BishopAccountability.org | ||||||||
Crowd Throngs First Papal Mass in Washington By Karin Zeitvogel Tolerance (Canada) April 17, 2008 http://www.tolerance.ca/Article.aspx?ID=11645&L=en WASHINGTON - Tens of thousands flocked Thursday for the first Mass by Pope Benedict XVI on his US visit, hours after he chided Americans for a moral breakdown which he said fueled the church's child sex abuse scandal. Gates opened at Washington's new sports stadium before dawn to allow an expected 48,000 people to trickle through stringent security measures and attend an open-air mass at 10:00 am (1400 GMT).

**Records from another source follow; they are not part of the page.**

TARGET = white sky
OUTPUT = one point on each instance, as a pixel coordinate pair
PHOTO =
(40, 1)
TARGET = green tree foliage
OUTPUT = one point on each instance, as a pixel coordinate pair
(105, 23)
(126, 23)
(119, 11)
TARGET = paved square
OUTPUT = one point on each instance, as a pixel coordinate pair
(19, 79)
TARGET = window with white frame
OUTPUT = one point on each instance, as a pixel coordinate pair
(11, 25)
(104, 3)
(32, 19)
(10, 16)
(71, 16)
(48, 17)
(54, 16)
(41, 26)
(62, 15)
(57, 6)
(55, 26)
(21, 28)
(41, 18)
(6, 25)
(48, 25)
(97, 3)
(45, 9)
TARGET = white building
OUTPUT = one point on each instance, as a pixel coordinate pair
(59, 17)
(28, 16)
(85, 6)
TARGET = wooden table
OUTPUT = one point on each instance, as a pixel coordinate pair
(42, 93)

The pontiff received a rapturous White House welcome Wednesday and met privately with President George W. Bush in the Oval Office, before addressing the pedophile priest scandal that has rocked the US church in a speech to US Catholic bishops. In a speech delivered after evening prayer inside the largest Roman Catholic church in North America, the pontiff berated the bishops for their poor handling of a scandal surrounding sexual abuse of children in the church. But he urged efforts "to address the sin of abuse within the wider context of sexual mores" as well as a reassessment of "the values underpinning society." "What does it mean to speak of child protection when pornography and violence can be viewed in so many homes through media widely available today?" the pontiff said on the first full day of his US visit. "Children deserve to grow up with a healthy understanding of sexuality and its proper place in human relationships. They should be spared the degrading manifestations and the crude manipulation of sexuality so prevalent today." Describing clerics who sexually abuse children as "gravely immoral," the octogenarian pope warned that the scourge of pedophilia "is found not only in your dioceses but in every sector of society." "It calls for a determined, collective response," he said, but did not outline any firm action that the Vatican intended to take to purge the church of pedophile priests.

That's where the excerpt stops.